Comparing real variables: fcmp

jj2007 · December 28, 2009, 09:51:59 PM

A quick way to compare real variables:

Quotefcmp MyReal10, MyOtherReal8
.if Sign?
print "lower"
.elseif Zero?
print "equal"
.else
print "higher"
.endif

First parameter must be a real variable.
Second para can be blank (=compare against zero), a real variable, an immediate integer or a reg32.

Code Select

include \masm32\include\masm32rt.inc

fcmp MACRO cmp1:REQ, cmp2	; floatcmp
LOCAL oa
  ffree st(7)
  ifb <cmp2>
	fldz				; no second arg; compare against zero
  else
	oa = (opattr cmp2) AND 127
	if (oa eq 36) or (oa eq 48)
		push cmp2
		fild dword ptr [esp]	; integer or reg32 on stack, then on FPU
		pop eax
	else
		fld cmp2		; real on FPU
	endif
  endif
  ffree st(7)
  fld cmp1
  call fcmpP
ENDM
.code
fcmpP_proc:
fcmpP proc
	xor edx, edx	; default retval: equal
	fcompp		; pop twice
	fstsw ax	; move FPU flags C1 etc to ax
	test ah, 64	; C3 is set if ST=0 (bt eax, 14)
	jne @F		; equal, edx=0
	test ah, 1	; C0 (bt eax, 8)
	je fcPos
	dec edx		; negative
	ret
@@:	dec edx		; or zero (0-1+1=0)
fcPos:	inc edx		; positive
	ret
fcmpP endp
fcmpP_endp:

; --------------------- some test variables: ---------------------
f4	REAL4	4.4
f8	REAL8	8.8
f10	REAL10	0.0

start:
	print chr$("expected: higher ", 9)
C1_start:
	fcmp f4		; only one argument: compare against zero
C1_end:
	.if Sign?
		print "lower"
	.elseif Zero?
		print "equal"
	.else
		print "higher"
	.endif

	print chr$(13, 10, "expected: lower  ", 9)
C2_start:
	fcmp f4, f8			; compare a real4 against a real8
C2_end:
	.if Sign?
		print "lower"
	.elseif Zero?
		print "equal"
	.else
		print "higher"
	.endif

	print chr$(13, 10, "expected: higher  ", 9)
	mov eax, -1
C3_start:
	fcmp f10, eax		; compare a real10 against eax
C3_end:
	.if Sign?
		print "lower"
	.elseif Zero?
		print "equal"
	.else
		print "higher"
	.endif

	print chr$(13, 10, "expected: equal  ", 9)
C4_start:
	fcmp f10		; compare a real10 against zero
C4_end:
	.if Sign?
		print "lower"
	.elseif Zero?
		print "equal"
	.else
		print "higher"
	.endif

	print chr$(13, 10, 10, "Code sizes:", 13, 10, "proc: ", 9)
	mov eax, fcmpP_endp
	sub eax, fcmpP_proc
	print str$(eax), 13, 10, "call 1:", 9
	mov eax, C1_end
	sub eax, C1_start
	print str$(eax), 13, 10, "call 2:", 9
	mov eax, C2_end
	sub eax, C2_start
	print str$(eax), 13, 10, "call 3:", 9
	mov eax, C3_end
	sub eax, C3_start
	print str$(eax), 13, 10, "call 4:", 9
	mov eax, C4_end
	sub eax, C4_start
	print str$(eax)
	getkey
	exit
end start

(the fcmpP_proc and fcmpP_endp labels are just for getting the code size)

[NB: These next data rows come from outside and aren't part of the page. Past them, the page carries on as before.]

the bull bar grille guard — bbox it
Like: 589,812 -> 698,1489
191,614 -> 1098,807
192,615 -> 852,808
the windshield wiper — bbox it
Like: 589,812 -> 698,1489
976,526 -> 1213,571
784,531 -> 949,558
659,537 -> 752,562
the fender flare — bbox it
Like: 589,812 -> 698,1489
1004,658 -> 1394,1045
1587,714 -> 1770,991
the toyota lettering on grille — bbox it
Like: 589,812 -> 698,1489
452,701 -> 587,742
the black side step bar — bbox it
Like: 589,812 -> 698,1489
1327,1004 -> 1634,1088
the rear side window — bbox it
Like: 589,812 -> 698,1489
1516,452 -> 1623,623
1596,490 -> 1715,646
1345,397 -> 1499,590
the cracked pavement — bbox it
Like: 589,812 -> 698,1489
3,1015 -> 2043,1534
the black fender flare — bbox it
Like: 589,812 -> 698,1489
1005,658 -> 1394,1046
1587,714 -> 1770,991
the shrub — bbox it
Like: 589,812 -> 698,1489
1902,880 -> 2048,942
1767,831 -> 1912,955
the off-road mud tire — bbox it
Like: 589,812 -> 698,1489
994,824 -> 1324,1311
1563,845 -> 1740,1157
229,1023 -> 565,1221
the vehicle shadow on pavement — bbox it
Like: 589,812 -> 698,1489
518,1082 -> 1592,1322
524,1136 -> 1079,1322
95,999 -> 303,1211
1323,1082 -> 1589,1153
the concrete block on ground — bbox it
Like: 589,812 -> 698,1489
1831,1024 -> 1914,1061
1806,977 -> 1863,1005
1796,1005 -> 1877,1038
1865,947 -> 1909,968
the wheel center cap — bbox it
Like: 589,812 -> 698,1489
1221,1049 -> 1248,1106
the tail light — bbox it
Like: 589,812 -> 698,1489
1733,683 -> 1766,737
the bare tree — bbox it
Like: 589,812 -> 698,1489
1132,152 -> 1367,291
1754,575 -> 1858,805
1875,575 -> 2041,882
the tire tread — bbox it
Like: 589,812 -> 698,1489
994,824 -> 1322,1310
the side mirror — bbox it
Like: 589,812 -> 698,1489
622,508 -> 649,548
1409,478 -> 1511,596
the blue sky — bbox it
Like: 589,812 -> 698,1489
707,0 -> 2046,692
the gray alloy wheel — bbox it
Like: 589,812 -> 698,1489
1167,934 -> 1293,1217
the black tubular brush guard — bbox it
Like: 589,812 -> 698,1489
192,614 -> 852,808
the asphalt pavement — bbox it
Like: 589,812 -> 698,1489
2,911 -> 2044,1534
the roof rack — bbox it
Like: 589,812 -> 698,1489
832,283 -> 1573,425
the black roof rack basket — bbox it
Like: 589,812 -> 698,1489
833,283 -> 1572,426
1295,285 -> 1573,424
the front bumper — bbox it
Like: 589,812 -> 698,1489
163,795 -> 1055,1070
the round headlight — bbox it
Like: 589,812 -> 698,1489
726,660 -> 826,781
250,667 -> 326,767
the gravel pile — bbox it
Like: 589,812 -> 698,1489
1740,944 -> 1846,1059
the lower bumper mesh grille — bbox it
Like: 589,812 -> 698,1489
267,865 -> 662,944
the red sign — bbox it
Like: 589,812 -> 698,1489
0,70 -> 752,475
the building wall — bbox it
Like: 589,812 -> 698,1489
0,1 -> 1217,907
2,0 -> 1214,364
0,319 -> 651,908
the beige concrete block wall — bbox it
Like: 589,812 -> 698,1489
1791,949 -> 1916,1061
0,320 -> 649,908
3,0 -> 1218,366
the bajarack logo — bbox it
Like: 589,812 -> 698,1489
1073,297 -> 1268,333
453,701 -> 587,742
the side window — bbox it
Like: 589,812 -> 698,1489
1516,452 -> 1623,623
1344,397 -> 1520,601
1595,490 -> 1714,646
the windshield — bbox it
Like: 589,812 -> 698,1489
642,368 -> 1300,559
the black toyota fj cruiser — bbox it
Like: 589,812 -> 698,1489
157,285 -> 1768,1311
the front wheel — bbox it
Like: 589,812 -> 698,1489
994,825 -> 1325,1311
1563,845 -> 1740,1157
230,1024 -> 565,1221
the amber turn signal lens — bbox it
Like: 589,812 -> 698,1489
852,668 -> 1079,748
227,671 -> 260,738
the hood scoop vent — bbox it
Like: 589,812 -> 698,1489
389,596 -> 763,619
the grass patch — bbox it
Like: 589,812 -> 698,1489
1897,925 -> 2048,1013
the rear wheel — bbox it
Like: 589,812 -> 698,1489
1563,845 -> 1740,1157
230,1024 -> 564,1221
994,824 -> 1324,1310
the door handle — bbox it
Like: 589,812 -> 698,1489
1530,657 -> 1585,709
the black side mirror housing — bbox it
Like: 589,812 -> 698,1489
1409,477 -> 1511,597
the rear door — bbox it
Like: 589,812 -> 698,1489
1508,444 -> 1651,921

dedndave · December 28, 2009, 10:34:09 PM

great idea JJ
and you don't have to worry about saving the FPU state/stack :U

here it is - i thought you may find this interesting...
http://www.cygnus-software.com/papers/comparingfloats/comparingfloats.htm

jj2007 · December 28, 2009, 11:55:14 PM

Quote from: dedndave on December 28, 2009, 10:34:09 PM
great idea JJ
and you don't have to worry about saving the FPU state/stack :U

here it is - i thought you may find this interesting...
http://www.cygnus-software.com/papers/comparingfloats/comparingfloats.htm

"AlmostEqual" looks suspiciously close to my old Parser routine. Check attachment for RealComp ;-)

Code Select

G1=12.34, G2=43.21 (both global REAL10)
f1=11.11, f2=22.22 (both local REAL10)

Calculating 68.16122-G2*(f1+3*1.8**2.2)+G2*f1 :
Expected value is       -404.2335
Calculated value is     -404.2335
-- Second operand is smaller

Calculating 4-G1*(f2-3.4)+G2*f1 :
Expected value is       251.8243
Calculated value is     251.8243
** Operands are equal or almost equal at 8 digits precision

GregL · December 29, 2009, 03:30:56 AM

Here are some macros I wrote a while back for comparing real numbers, with help from the example code in Raymond's 'Simply FPU'.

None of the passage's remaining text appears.